INILAH, Bogor – Persoalan ganti rugi lahan di Kelurahan Katulampa, Kecamatan Bogor Timur, untuk jalan Regional Ring Road (R3) sungguh melelahkan dan menjemukan warga yang sudah ingin menikmati jalan itu. Hingga kini, ijab qabul ganti rugi tersebut belum juga tuntas.
Senin (4/3/2019), Pemerintah Kota Bogor kembali melakukan pertemuan musyawarah dengan kuasa hukum pemilik lahan, Siti Khadijah. Hasilnya? Keduanya sepakat untuk belum bersepakat pada pertemuan untuk ketiga kalinya ini.
Asisten Umum Pemkot Bogor Achsin Prasetyo mengatakan, hasil pertemuan untuk nominal nilai pembebasan lahan sudah terjadi kesepakatan, tetapi masih ada beberapa hal yang mengganjal ijab qabul nya pembayaran yang ingin dilakukan Pemkot Bogor.
“Pemilik lahan minta dasar perhitungan yang ada di akta van dadding, dasar hukumnya apa? Nanti kami akan membuat jawaban tertulis kepada mereka. Kami akan bertemu lagi untuk menyampaikan jawaban dari KJPP tim appraisal secara tertulis. Mudah-mudahan akan ada titik temu antara pemilik lahan serta Pemkot Bogor,” ungkapnya.
Achsin melanjutkan, ada beberapa hal yang tidak bisa dipublikasikan tim KJPP selaku tim penilai yang independen. Tetapi demi bertemunya keinginan antara Pemkot dan pemilik lahan, Pemkot melayangkan surat ke KJPP untuk menjawab keinginan dari pihak pemilik lahan dan paling lambat jawabannya akan ada pada 8 Maret mendatang.
“Dalam appraisal itu ada sifatnya yang tidak bisa dipublikasikan. Tapi, pemilik lahan tetap meminta dasar perhitungannya secara tertulis. Kalau secara lisan sudah disampaikan,” tegasnya.
Sementara itu, Kabag Bantuan Hukum Setda Kota Bogor Roni Ismail mengatakan, jika masih mengalami kebuntuan dalam proses pembayaran, pihaknya akan mengkonsinyasi uang di Pengadilan Negeri (PN).
“Pada intinya kami akan tetap mengikuti aturan permainan yang berlaku, yaitu Perpres nomor 71 tahun 2012 yaitu ketika tidak ada kesepakatan maka akan diberikan waktu kepada pemilik tanah untuk mengajukan keberatan atas nilai tanah yang diajukan ke PN. Dan ketika tidak ada kesepakatan lagi, uangnya akan kami konsinyasi di Pengadilan Negeri,” jelasnya.

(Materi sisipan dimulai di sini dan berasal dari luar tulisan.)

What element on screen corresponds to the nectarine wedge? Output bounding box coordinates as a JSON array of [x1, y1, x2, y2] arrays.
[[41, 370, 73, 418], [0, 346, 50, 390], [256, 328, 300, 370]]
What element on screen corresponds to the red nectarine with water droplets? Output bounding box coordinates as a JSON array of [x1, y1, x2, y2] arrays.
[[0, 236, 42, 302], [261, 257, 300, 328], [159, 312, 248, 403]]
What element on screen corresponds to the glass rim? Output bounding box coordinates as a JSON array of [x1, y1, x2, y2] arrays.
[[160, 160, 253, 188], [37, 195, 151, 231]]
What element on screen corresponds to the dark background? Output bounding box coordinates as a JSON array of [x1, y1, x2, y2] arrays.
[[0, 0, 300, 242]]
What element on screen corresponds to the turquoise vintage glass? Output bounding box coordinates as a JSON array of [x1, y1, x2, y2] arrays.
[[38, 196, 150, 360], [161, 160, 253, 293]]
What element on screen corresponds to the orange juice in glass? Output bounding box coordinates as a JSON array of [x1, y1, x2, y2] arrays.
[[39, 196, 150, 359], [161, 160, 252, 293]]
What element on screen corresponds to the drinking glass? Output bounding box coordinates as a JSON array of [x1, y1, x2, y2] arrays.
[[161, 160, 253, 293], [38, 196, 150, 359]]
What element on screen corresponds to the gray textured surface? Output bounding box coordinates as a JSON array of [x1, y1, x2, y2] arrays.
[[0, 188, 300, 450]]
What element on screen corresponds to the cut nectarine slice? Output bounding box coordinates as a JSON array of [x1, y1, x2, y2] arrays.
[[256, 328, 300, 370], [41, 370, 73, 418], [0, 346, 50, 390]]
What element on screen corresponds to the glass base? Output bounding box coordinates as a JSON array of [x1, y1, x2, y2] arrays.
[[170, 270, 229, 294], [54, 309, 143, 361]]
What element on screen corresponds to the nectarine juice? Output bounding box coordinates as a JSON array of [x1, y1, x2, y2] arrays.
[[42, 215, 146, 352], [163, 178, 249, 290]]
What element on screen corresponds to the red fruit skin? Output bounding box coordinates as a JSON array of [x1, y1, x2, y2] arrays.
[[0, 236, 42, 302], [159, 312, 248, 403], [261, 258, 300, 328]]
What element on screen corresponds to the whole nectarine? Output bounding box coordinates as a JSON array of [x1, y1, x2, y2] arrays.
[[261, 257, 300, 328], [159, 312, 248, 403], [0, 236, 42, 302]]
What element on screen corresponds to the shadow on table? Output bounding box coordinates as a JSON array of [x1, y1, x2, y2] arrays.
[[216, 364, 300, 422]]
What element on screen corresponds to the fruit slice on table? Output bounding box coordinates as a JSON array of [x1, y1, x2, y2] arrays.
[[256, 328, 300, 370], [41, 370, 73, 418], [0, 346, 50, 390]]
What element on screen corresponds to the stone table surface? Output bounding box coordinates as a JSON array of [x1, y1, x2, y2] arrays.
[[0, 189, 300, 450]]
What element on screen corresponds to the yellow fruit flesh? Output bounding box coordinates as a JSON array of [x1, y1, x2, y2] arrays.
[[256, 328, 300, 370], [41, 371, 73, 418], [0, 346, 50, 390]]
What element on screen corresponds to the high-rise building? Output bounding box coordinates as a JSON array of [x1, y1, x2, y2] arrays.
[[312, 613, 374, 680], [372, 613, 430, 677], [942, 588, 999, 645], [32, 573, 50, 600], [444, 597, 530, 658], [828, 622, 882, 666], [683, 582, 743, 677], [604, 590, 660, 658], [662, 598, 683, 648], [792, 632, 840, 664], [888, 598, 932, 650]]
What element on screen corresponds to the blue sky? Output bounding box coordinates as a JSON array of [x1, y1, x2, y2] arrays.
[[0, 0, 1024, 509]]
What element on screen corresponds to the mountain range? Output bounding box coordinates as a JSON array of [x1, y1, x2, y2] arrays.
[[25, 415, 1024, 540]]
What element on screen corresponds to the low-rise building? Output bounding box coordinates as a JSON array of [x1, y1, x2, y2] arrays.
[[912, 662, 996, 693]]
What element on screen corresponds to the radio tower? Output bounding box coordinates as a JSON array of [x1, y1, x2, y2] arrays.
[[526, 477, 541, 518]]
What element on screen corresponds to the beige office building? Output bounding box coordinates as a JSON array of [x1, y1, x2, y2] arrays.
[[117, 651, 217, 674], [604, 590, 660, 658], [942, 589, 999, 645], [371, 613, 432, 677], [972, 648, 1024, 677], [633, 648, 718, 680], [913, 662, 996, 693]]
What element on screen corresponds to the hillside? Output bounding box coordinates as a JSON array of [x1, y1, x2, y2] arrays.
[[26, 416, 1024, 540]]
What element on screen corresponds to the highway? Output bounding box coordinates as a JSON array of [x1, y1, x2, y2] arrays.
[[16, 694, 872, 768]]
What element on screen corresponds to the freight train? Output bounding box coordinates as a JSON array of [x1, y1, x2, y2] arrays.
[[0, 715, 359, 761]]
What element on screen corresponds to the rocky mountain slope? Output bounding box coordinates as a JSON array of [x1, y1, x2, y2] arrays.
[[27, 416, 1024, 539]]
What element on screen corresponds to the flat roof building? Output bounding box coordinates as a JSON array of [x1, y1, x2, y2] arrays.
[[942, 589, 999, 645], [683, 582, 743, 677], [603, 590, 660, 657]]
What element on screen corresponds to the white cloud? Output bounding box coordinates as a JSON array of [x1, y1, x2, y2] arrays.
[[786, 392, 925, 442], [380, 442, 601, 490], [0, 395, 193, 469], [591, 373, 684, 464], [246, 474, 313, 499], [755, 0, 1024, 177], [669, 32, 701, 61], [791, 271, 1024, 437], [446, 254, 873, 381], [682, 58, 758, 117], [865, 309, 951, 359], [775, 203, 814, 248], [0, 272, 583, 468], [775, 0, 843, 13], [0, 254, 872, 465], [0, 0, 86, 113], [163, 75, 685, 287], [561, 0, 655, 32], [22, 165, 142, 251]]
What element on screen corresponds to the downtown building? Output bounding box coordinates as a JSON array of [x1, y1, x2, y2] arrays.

Kuasa hukum pemilik lahan, Herli Hermawan menyatakan, seharusnya Pemkot Bogor berpegang pada janji bersedia membayar uang kompensasi dari tahun 2014-2018. “Tanah itu kan tanah produktif, setiap tahun pemilik lahan membayar PBB-nya. Padahal sebelumnya itu bukan izin jalan yang untuk digunakan,” ungkapnya.
Ia membeberkan, pihaknya tegas tidak ingin melanjutkan ke meja hijau lagi jika tidak menemukan titik temu pada pertemuan keempat nanti pada tanggal 8 Maret 2019 mendatang. Itu akan merugikan masyarakat karena jalan akan kembali ditutup selama masa persidangan.
“Kalau Pemkot Bogor ingin mengkonsinyasi ke PN Bogor, proses akan semakin berlarut larut. Kami juga siap menghadapinya. Pengadilan yang memutuskan jalan harus ditutup. Kalau memang Pemerintah Kota Bogor benar memikirkan kepentingan umum, seharusnya mereka bekerja demi masyarakat dan tidak usah menyiapkan upaya hukum yang bisa kami lakukan 14 hari setelah pertemuan keempat nanti,” pungkasnya.